In China, 18,000 IP addresses attacked, and universities among the hardest hit

TOKYO - Global cyber chaos was spreading on Monday as companies booted up computers at work following the weekend's worldwide ransomware cyberattack.

The extortion scheme created chaos in 150 countries and could wreak even greater havoc as more malicious variations appear. The initial attack, known as "WannaCry", paralyzed computers running the United Kingdom's hospital network, Germany's national railway and scores of other companies and government agencies around the world.

As a loose global network of cybersecurity experts fought the ransomware hackers, Chinese media said 29,372 institutions had been infected along with hundreds of thousands of devices.

The Japan Computer Emergency Response Team Coordination Center, a nonprofit providing support for computer attacks, said 2,000 computers at 600 locations in Japan were reported affected so far.

Government agencies said they were unaffected. Companies such as Hitachi and Nissan Motor reported problems they said had not seriously affected their business operations.

In China, about 18,000 IP addresses in China have been confirmed as infected with the "WannaCry" ransomware.
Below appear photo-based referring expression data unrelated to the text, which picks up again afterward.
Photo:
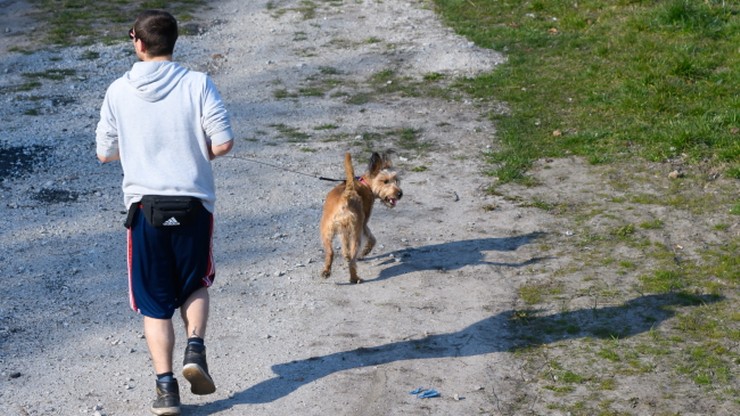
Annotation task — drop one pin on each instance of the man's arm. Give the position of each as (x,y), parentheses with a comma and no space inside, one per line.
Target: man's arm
(221,149)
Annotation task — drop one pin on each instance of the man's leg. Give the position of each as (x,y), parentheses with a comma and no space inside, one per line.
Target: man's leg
(160,338)
(195,313)
(195,369)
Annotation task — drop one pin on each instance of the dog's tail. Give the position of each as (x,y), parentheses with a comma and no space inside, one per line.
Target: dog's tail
(350,172)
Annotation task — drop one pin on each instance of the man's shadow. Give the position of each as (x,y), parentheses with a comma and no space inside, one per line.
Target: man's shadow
(507,331)
(453,255)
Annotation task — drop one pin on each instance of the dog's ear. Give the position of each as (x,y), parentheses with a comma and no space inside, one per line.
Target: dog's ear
(387,163)
(376,163)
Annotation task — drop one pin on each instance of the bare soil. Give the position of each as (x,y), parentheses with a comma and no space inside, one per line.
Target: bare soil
(442,286)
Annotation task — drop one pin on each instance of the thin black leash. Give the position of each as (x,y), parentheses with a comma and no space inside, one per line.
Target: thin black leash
(321,178)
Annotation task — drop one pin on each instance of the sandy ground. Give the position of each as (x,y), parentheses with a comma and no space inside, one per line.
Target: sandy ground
(440,287)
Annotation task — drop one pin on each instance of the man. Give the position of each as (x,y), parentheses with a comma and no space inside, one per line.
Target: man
(165,124)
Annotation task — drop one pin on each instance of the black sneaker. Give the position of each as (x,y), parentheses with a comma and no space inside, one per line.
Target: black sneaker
(195,370)
(168,399)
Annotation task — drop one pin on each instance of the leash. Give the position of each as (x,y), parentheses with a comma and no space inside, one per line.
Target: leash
(321,178)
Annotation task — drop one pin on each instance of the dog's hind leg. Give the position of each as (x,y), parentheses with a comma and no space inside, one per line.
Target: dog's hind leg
(328,256)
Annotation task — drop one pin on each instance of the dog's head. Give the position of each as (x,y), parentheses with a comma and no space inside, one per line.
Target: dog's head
(384,180)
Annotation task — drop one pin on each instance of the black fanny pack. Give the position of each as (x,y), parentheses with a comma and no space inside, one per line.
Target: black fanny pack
(167,211)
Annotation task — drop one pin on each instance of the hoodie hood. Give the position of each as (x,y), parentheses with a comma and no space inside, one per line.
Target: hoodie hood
(154,80)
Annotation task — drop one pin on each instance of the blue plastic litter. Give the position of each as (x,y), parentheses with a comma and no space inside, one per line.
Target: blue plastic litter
(423,393)
(428,394)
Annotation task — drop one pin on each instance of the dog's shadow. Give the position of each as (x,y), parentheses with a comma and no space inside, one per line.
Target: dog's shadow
(452,255)
(507,331)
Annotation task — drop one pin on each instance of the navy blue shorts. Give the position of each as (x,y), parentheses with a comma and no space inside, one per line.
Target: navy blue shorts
(167,264)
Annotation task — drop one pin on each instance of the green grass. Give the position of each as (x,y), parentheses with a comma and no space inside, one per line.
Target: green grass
(616,79)
(84,22)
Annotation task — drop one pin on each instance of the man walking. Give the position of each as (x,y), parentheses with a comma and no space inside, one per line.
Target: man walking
(165,124)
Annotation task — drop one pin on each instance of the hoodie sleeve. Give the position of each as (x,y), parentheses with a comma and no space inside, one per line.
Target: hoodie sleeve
(106,134)
(215,120)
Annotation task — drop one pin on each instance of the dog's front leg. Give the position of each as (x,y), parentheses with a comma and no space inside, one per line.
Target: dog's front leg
(370,243)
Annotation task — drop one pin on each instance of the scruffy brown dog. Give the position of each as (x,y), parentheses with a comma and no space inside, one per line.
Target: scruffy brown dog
(348,206)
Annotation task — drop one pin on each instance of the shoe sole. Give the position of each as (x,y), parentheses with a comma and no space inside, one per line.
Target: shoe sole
(200,382)
(166,411)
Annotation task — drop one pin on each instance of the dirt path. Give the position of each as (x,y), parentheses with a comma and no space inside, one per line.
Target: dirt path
(441,286)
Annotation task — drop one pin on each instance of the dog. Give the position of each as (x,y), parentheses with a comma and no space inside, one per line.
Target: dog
(348,206)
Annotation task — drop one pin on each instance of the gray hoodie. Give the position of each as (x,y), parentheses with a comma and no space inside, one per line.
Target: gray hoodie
(161,119)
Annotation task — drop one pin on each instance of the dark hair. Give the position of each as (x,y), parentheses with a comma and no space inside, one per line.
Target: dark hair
(158,30)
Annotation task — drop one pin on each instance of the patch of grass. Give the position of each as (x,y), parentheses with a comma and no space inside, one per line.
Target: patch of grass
(84,22)
(606,75)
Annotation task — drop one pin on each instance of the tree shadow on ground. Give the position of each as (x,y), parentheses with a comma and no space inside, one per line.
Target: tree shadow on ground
(505,332)
(453,255)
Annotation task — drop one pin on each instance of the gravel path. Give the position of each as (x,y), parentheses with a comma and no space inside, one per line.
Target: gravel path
(440,286)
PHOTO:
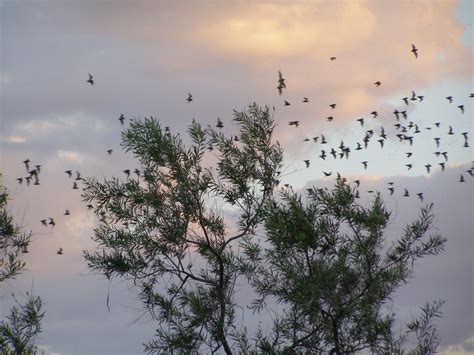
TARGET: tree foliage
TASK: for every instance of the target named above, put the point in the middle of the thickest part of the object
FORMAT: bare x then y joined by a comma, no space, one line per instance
13,242
330,264
168,232
20,328
190,226
22,325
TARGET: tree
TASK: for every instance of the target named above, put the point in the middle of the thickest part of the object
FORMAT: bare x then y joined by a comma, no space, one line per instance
13,242
330,264
187,229
168,230
19,330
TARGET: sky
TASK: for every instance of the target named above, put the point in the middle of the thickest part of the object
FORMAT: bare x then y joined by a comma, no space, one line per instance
147,56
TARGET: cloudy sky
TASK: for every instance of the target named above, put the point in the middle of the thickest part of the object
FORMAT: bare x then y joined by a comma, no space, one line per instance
146,56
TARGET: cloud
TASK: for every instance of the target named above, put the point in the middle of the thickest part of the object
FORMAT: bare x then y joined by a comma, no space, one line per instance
13,139
71,156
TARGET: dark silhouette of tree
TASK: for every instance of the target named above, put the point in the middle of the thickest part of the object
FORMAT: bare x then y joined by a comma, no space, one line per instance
20,328
331,266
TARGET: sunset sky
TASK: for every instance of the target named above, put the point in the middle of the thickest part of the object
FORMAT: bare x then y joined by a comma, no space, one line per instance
146,56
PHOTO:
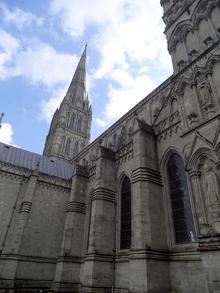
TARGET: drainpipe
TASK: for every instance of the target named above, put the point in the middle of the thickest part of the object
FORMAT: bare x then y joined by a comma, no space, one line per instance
12,214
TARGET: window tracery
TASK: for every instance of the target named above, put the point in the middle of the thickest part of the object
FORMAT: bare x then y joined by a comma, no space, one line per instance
180,201
125,231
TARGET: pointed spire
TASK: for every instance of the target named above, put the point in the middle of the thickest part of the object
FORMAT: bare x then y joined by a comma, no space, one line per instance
79,77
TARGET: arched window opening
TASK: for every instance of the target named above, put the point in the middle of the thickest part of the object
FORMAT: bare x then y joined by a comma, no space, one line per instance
67,118
72,121
180,201
76,148
174,105
79,124
62,145
125,239
67,148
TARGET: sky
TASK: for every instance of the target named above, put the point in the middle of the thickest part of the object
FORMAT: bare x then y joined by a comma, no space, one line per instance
41,42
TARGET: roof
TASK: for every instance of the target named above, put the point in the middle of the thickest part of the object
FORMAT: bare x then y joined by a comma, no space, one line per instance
25,159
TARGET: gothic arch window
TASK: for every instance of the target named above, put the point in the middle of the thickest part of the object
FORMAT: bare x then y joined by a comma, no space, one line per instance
174,105
76,148
125,231
180,202
62,145
79,124
67,118
72,121
67,148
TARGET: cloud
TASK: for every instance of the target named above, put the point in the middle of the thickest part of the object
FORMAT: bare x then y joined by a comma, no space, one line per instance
101,122
37,61
40,63
8,49
130,42
129,91
6,133
19,17
49,107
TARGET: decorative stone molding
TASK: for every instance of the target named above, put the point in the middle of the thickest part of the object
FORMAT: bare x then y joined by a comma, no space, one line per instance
174,12
107,153
104,194
51,186
125,151
77,207
25,207
81,171
146,174
167,123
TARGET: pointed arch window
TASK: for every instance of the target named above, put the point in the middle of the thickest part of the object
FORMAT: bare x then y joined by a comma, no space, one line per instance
62,145
72,121
125,231
79,124
180,201
76,148
67,148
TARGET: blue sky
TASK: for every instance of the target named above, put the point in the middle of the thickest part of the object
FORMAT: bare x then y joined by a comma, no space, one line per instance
41,42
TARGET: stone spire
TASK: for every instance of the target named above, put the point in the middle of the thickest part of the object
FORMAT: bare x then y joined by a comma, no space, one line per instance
70,127
78,82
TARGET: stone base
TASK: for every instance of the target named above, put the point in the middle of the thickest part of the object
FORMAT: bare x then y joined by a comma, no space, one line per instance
95,290
65,287
24,286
Universities and other educational institutions were among the hardest hit, Xinhua reported.

That may be because schools tend to have old computers and be slow about updates of operating systems and security, said Fang Xingdong, founder of ChinaLabs, an internet strategy think tank.

Railway stations, mail delivery, gas stations, hospitals, office buildings, shopping malls and government services also were affected, Xinhua said, citing Qihoo 360, a Chinese internet security services company.

But the spread of the ransomware is ongoing, but is slowing down, the Cyberspace Administration of China said in a statement.

Elsewhere in Asia, officials in Japan and the Republic of Korea said they believed security updates had helped ward off the worst of the impact.

The most public damage in the ROK was to cinema chain CJ CGV Co. It was restoring its advertising servers at dozens of theaters after the attack left the company unable to display trailers of upcoming movies.

The attack was disrupting computers that run factories, banks, government agencies and transport systems in scores of countries, including Russia, Ukraine, Brazil, Spain, India and Japan, among others. Russia's Interior Ministry and companies including Spain's Telefonica, FedEx in the United States and French carmaker Renault all reported troubles.

Experts were urging organizations and companies to immediately update older Microsoft operating systems, such as Windows XP, with a patch released by Microsoft to limit vulnerability to a more powerful version of the malware or to future versions that can't be stopped.

Paying the ransom will not ensure any fix, said Eiichi Moriya, a cybersecurity expert and professor at Meiji University.

"You are dealing with a criminal," he said. "It's like after a robber enters your home. You can change the locks but what has happened cannot be undone. If someone kidnaps your child, you may pay your ransom but there is no guarantee your child will return."